In the vanilla l2fwd DPDK example each thread (namely, DPDK core) receives a burst (set) of packets, does a swap of the src/dst MAC addresses and transmits back the same burst of modified packets. l2fwd-nv is an improvement of l2fwd to show the usage of mbuf pool with GPU data buffers using the vanilla DPDK API. The overall flow of the app is organised as follows:
- Create a number of pipelines, each one composed by:
- one core to receive and accumulate bursts of packets (RX core) from a dedicated DPDK queue (RX queue)
- a dedicated GPU/CPU workload entity which process the bursts
- one core to transmit the burst of modified packets (TX core) using a dedicated DPDK queue (TX queue)
- For each pipeline, in a loop:
- The RX core accumulates packets in bursts
- The RX core triggers (asynchronously) the work (MAC swapping) on the received burst using CUDA kernel(s)
- The TX core waits for the completion of the work
- The TX core sends the burst of modified packets
Please note that a single mempool is used for all the DPDK RX/TX queues. Using different command line option it's possible to:
- Create the mempool either in GPU memory or CPU pinned memory
- Decide how to do the MAC swapping in the packets:
- No workload: MAC addresses are not swapped, l2fwd-nv is doing basic I/O forwarding
- CPU workload: the CPU does the swap
- GPU workload: a new CUDA kernel is triggered for each burst of accumulated packets
- GPU persistent workload: a persistent CUDA kernel is triggered at the beginning on the CUDA stream dedicated to each pipeline.
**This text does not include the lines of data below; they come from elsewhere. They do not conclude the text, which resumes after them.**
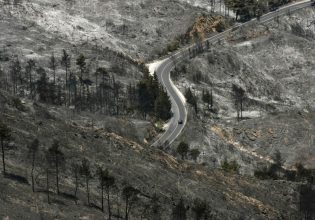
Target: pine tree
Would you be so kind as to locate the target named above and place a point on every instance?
(53, 65)
(29, 69)
(81, 63)
(66, 63)
(5, 135)
(42, 85)
(32, 150)
(85, 171)
(56, 157)
(75, 168)
(130, 195)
CPU has to communicate to this kernel that a new burst of packets has to be processed
- GPU workload with CUDA graphs: a number of CUDA kernels is triggered for the next 8 bursts of packets
- Enable buffer split feature: each received packet is split in two mbufs. 60B into a CPU memory mbuf, remaning bytes are stored into the a GPU memory mbufs. The worklaod in this case is swapping some random bytes.
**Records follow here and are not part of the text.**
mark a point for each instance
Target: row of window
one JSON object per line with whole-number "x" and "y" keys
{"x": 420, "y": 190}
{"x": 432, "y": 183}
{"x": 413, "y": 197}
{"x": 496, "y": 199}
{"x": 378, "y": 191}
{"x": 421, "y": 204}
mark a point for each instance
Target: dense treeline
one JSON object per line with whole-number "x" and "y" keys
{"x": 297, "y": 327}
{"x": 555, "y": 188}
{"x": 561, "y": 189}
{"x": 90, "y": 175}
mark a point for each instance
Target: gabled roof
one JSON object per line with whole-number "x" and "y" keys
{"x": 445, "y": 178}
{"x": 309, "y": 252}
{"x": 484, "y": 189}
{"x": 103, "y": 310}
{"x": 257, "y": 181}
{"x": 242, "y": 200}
Please note that not all the combinations give the best performance. This app should be considered a showcase to expose all the possibile combinations when dealing with GPUDirect RDMA and DPDK. l2fwd-nv has a trivial workload that doesn't really require the use of CUDA kernels.
03/11/2022
- Updated to DPDK 22.03
- GDRCopy direct calls removed in favour of new
gpudev
cpu_map functions - Code cleanup
11/26/2021
- Updated to the latest DPDK 21.11 release
- Introduced the new gpudev library
- Benchmarks updated to latest MOFED 5.4, DPDK 21.11 and CUDA 11.4 with V100 and A100
- Benchmarks executed using testpmd as packet generator
Please note that DPDK 22.03 is included as submodule of this project and it's built locally with l2fwd-nv.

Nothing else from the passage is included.